Avec son collègue Jack Souvant, reporter et producteur radio, notamment chez France Inter, le bédéiste poursuit un fantôme sur 152 pages. Un énigmatique spectre qui ne parle plus et dont les rares amis encore vivants sont incapables, où à peine, de le définir.

                                        


Rapidement, sa quête se transforme en un immense reportage gonzo où Navarro se raconte. Au fil des pages il distille ses souvenirs, ses angoisses, ses réflexions et son étonnement face à une Amérique de la frontière, sauvage et indomptable, en train de devenir tout ce que l’auteur de Hell’s Angels : The Strange and Terrible Saga of the Outlaw Motorcycle Gangs détestait.

« Road bd, » comme le dit l’expression pas encore consacrée, Gonzo voyage dans l’Amérique de Las Vegas parano, est un bel hommage à l’esprit « thompsonien ». Une bande dessinée qui sent bon le bitume et l’Amérique mythique des années 60 et 70. Celle des bleds paumés, des cols bleus qui triment fort, des laissés-pour-compte du songe américain et du rock and roll salvateur. Cette Amérique démesurée où la poésie du grandiose côtoie celle des milieux crades.

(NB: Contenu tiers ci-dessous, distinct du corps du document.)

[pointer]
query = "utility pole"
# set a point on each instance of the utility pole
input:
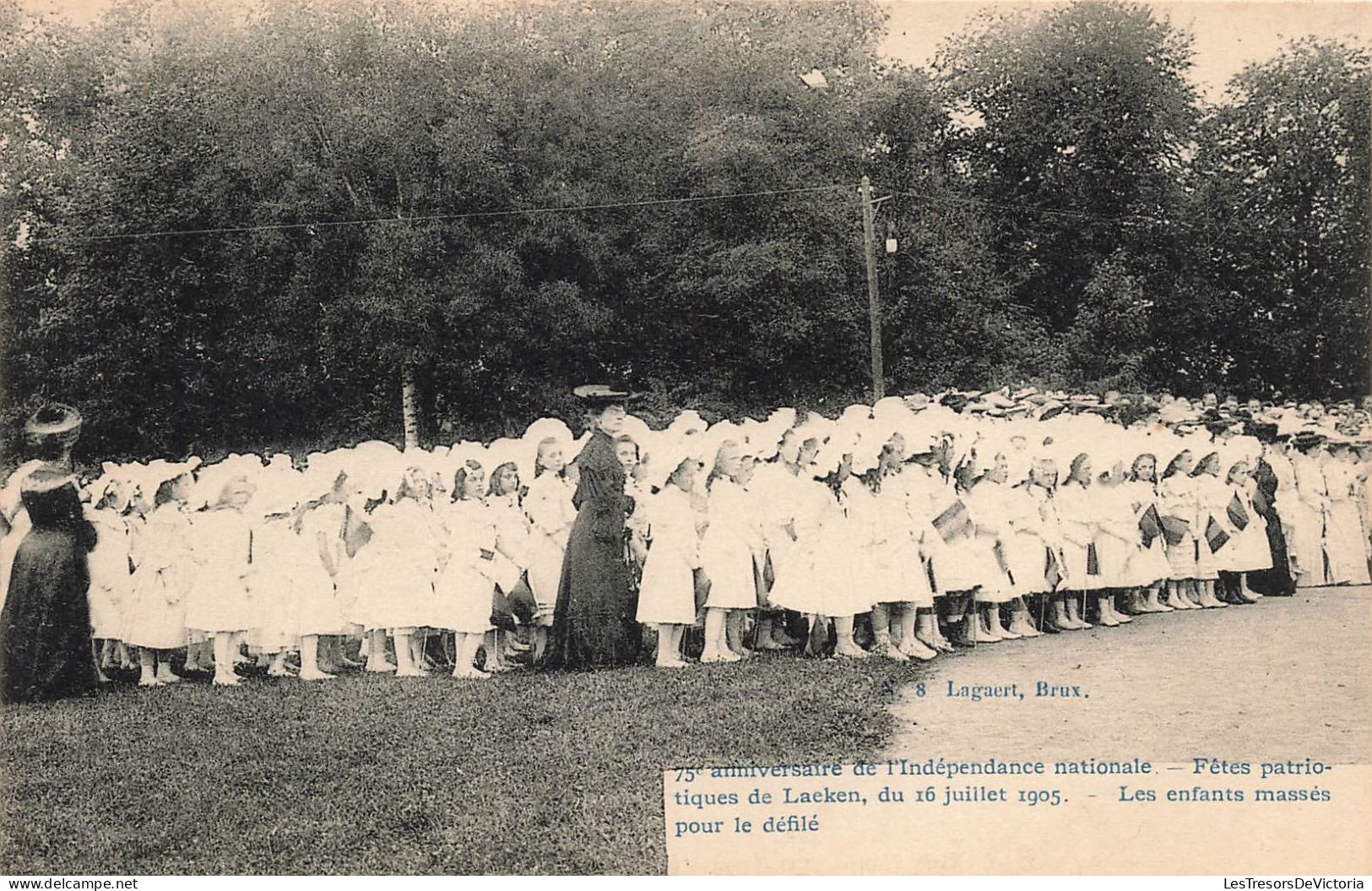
(869, 231)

Cette Amérique, mirage aux récifs escarpés où se disloquent les rêves de ceux qui y croient encore ou… trop.

                                  


Tout au long de sa trop courte bédé, Navarro nous trimballe d’un bord à l’autre de ce miroir aux alouettes américain, aux paysages aussi somptueux que désolants, à la découverte non pas d’un écrivain fantomatique, mais d’un bédéiste en quête de réponses existentielles.

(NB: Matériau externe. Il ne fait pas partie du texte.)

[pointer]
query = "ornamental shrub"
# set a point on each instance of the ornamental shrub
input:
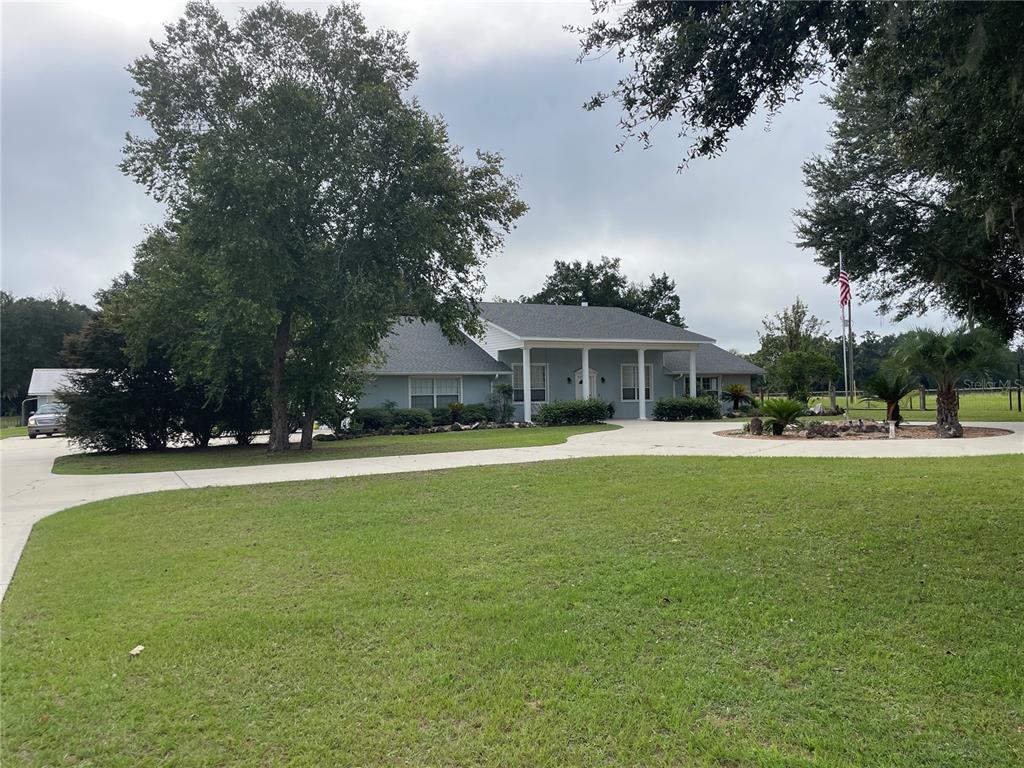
(411, 418)
(687, 409)
(475, 412)
(373, 419)
(560, 413)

Avec des personnages hauts en couleur, Gonzo voyage dans l’Amérique de Las Vegas parano à les parfums de la bande dessinée initiatique. Un récit hypnotique, qu’on lit sans chercher à la comprendre et qu’on aime sans savoir pourquoi. Comme si nous étions avec eux, à vibrer aux rythmes d’une Amérique mythifiée et indéfinissable, de ses odeurs, de ses mélodies et de ses battements de cœur.

Un hommage fascinant à l’image des écrits de Thompson.

Triste nouvelle cette semaine. On a appris la mort de Bernie Mireault un de nos grands bédéistes. Créateur essentiel dans notre histoire du 9e art, le pionnier de la contre-culture d’ici n’aura malheureusement jamais connu la reconnaissance qu’il méritait. Toute une perte.

Salut Bernie et merci pour tout.

Morgan Navarro, Gonzo, voyage dans l’Amérique de Las Vegas parano, Dargaud.